Re: Markers and all

Hi Andreas,
Thank you for your message!

> as to problem 1:
> I would suggest that the user can decide whether he wants to inherit the
> marker color (usually the fill of the marker) from the stroke-color or
> not. I see use-cases for both, where the marker should inherit from the
> stroke-color and where the marker color should stay fixed, independent
> from the stroke-color. Both ways should be possible.

Well I think there should be two fundamentally different types of markers. 
The first type is drawn separately every time it appears. It allows us to 
have any kind of content, including images, patterns, etc. It's expensive 
and rarely used.
The second type just adds the aggregate marker path to the stroke, so that 
it can be drawn only with current properties of the stroke. So that, if the 
stroke has a gradient, the markers will also have the same gradient.

> as to problem 2:
> I can't comment much on this, since I am not an implementor. Maybe a
> flag would be allowed to render it with a global opacity (with good
> performance) (the default case) or with a separate opacity where the
> user deliberately accepts a decrease in performance.

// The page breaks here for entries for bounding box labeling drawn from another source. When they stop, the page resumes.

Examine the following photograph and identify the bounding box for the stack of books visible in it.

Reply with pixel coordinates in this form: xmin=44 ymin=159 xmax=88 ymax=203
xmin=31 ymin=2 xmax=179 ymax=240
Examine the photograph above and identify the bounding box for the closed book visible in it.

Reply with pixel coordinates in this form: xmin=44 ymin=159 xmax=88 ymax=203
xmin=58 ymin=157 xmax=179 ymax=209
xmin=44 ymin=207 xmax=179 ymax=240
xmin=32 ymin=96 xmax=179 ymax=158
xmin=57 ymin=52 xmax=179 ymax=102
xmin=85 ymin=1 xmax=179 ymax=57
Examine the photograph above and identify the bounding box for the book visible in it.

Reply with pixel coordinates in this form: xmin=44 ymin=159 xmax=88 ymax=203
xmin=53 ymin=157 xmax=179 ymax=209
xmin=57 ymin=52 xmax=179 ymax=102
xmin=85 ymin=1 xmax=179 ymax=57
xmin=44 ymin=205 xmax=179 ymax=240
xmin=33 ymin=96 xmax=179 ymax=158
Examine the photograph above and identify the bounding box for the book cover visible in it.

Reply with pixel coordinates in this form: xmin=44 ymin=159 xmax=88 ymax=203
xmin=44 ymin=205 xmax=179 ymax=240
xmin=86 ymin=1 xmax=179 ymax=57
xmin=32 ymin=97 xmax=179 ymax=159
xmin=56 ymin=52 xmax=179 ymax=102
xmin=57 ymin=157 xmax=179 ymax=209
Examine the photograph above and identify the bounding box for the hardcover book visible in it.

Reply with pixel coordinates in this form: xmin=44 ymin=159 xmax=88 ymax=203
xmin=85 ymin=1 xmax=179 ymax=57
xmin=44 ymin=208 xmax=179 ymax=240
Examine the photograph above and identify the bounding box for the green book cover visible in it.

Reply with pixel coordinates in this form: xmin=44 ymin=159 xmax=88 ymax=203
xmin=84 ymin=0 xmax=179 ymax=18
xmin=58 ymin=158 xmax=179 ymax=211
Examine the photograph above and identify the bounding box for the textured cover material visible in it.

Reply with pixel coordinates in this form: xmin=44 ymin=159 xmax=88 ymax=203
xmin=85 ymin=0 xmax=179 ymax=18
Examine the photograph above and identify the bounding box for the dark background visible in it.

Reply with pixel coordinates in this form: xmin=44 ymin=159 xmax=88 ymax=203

It's actually up to the rendering agent. I personally would sacrifice the 
trenslucency of the markers at all. Of course, it will remain possible to 
draw a translucent stroke itself with  markers. What I'd like to avoid is 
image transformations to draw markers. I know what SVG people will say. They 
will say that "SVG does not specify the way of drawing markers". But in 
practice there must be restrictions. Otherwise the whole thing will be as 
useless as Adobe SVG. Theoretically it works, but in practice it fails to 
render even a 30MB SVG file. It consumes about 450MB of memory and takes an 
hour to render it on a typical P-IV 2GHz. There's nothing fancy in this 
file, just plenty of basic shapes and paths. My renderer takes 35 megs, 16 
seconds to parse and 3 seconds to render.

> as to problem 3:
> I don't agree here. middle markers are very useful and there are many
> use cases. In cartography, f.e. middle marker could represent the poles
> in a powerline signature or of cablecars. In diagrams/charts middle
> markers can represent data points that would otherwise not be visible
> because the angle differences are not good enough. In interactive SVG
> applications (e.g. digitizing, drawing app) middle markers can represent
> the handles of vertices.

Right, I see you are right. It's not that easy. But I was confused with the 
term "marker-mid". In my opinion there should be the following:
 - marker-start, marker-end - as is now,
 - marker-mid - drawn at the middle of each subpath (good for diagrams),
 - marker-vertex - drawn at each vertex (good for financial charts),
 - marker-dist - drawn along the path uniformly distributed (good for 
GIS/cartography).
In the last case the distance can be absolute or relative to the length of 
the path. I know you can use textPath, but it's a kind of a hack.

> as to problem 4:
> I agree with your comments here - this should be addressed.

It's done in vectorEffects in SVG 1.2 (how to shorten paths) but it's pretty 
tedious to apply for every path with markers. There must be a simpler way to 
do this. My suggestion is to add
shortenPathStart="nnn" and shortenPathEnd="nnn" to *markers*. It especially 
makes sense in combination with markerUnits="strokeWidth"

> I would very much like to see these marker issues addressed in SVG 1.2
> (or at least some of them).

Well, I'm afraid in SVG 1.2 it will be solved via vectorEffects which is not 
always desirable. There must be simple solutions that cover 99% of needs. 
vectorEffects are also expensive alas.